Yang et al. [12] used an extended trigonal spring model to represent the tree structure. Using the theory of nonrigid tree leaf surfaces with hydrophilic properties to simulate branch and raindrop interactions. Xie et al. [13] used a leaf model based on a mass–spring model representation to simulate the effect of hail striking and tearing leaves.
Pirk et al. [14] proposed a biologically sound approach to simulate tree combustion. Their tree combustion model can establish a link between the description of fine mechanisms (pyrolysis of wood, mass loss of logs, insulation effect of charcoal, and temperature change due to water evaporation) and the description of macroscopic effects (forest fire spread phenomenon), which can realistically simulate the effect of tree combustion.
Jernej et al. [15] decomposed the model volume mesh into several subdomains using the finite element method. A simplified deformable model is constructed for each subdomain to achieve a real-time simulation of deformed objects. Li et al. [16] proposed a simulation method based on the theory of material mechanics that can set stable anisotropic material parameters and can accurately simulate the deformation effect of plant twisting and bending. Bohan et al. [17] proposed a method based on the power law relationship between branch length and its diameter and between length and natural vibration frequency to automate the hardness setting of tree models according to plant biomechanics, which can simulate the dynamic effects of trees with richer layers.

2.3. Fracture Modeling and Animation in Graphics

For the simulation of material fracture, materials are usually considered as ideal brittle or isotropic materials. James et al. [18] analyzed the stress tensor calculated using a finite element model. They modeled where the cracks should start on the model volume mesh and in which direction they should propagate. Pfaff et al. [19] proposed a method for adaptive crack propagation on a thin sheet model. This method dynamically reconstructs a high-quality triangular mesh and adaptively maintains the details of the simulation. Chen et al. [20] proposed a user-friendly method for designing and controlling the effect of fracture surfaces. The method refines the low-resolution fracture surface mesh into a high-resolution and detail-rich fracture surface according to the user-set material strength field. Desbenoit et al. [21] proposed an interactive approach to model cracks by mapping editable 2D curve patterns onto a 3D model. Hädrich et al. [22] proposed a new method to simulate wood as an anisotropic material. This method uses the shape-matching method as the basis for modeling the isotropic properties of wood. A fiber model based on the Cosserat rod theory is used to generate fracture.

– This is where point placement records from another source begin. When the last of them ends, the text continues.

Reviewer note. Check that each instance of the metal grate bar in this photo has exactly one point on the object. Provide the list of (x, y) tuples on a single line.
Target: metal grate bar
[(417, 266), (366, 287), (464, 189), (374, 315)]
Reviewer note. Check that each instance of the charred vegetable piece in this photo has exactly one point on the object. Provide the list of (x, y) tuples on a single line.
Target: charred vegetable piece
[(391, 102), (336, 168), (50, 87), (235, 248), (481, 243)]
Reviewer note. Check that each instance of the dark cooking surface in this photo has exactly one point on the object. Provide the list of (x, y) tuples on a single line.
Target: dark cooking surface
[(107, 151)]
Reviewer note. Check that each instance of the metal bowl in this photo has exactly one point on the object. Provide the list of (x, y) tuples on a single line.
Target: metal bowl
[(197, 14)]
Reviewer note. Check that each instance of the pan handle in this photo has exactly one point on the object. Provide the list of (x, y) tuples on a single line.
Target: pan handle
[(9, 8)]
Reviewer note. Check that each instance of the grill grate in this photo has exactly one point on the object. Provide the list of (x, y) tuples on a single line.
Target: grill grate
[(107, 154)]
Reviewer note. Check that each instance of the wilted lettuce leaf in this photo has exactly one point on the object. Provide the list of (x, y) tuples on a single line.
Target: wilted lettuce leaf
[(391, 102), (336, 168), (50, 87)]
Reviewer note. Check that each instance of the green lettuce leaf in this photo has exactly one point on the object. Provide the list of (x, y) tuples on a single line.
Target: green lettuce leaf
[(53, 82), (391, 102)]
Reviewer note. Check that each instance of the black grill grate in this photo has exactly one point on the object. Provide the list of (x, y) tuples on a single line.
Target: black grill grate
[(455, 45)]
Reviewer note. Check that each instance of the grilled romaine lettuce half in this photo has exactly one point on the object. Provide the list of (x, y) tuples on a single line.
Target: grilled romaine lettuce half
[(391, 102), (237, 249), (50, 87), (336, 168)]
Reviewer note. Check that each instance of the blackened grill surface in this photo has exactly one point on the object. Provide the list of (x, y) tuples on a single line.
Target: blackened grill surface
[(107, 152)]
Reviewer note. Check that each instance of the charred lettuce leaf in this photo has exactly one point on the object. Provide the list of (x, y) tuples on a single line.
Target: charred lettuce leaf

2.4. Image Detection of Wood Annual Rings

The annual rings of wood can reflect important information such as the age of the tree and the growth environment of the tree. Tree rings not only are a dating tool, but also provide information on environmental factors during the generation of tree rings, serving as a proxy for environmental changes. The width of tree rings is considered a function of the total number of cells and the radial size of cells, while cell growth rate is a function of other climatic factors such as temperature, soil moisture, and light conditions. It is this functional relationship that transforms the statistical correlation between tree ring growth and external climate factors into a causal relationship [23,24]. Existing work has processed wood cross-section images through image enhancement [25], image processing [26], edge detection [27], and other methods, obtaining information such as the number of annual rings by detecting annual rings.
Previous methods approximated the branch fracture surface as a smooth elliptical surface, and they lacked certain rationality and realism. The effect of the branch fracture surface depends on the material difference of different species of wood and the material strength of the internal annual structure of the branch. In this paper, a better model of the branch fracture surface is obtained by reconstructing the internal structure of branches.

3. Materials and Methods

As shown in Figure 1, the result of parametric modeling [28] is a cylinder with a variable-height branch fracture surface. The cross-section is still a circle, uniformly divided into Nring circles and Nsec sectors. However, the shapes of real branches and the 3D branch models used in the animation are different. According to actual observations and knowledge of wood science, the internal structure of tree branches has irregularly shaped annual rings with uneven width, and real wood fiber bundles are also irregular thin rectangles. Therefore, in order to generate a more realistic branch fracture surface that meets the animation requirements, a reasonable and effective method of mapping the fracture surface generated on the regular cylinder to the 3D branch model is needed. As shown in Figure 2, this paper obtains real fracture branches, then further generates bark point-cloud data and internal voxelized data, and finally generates a complete tree broken model through mapping.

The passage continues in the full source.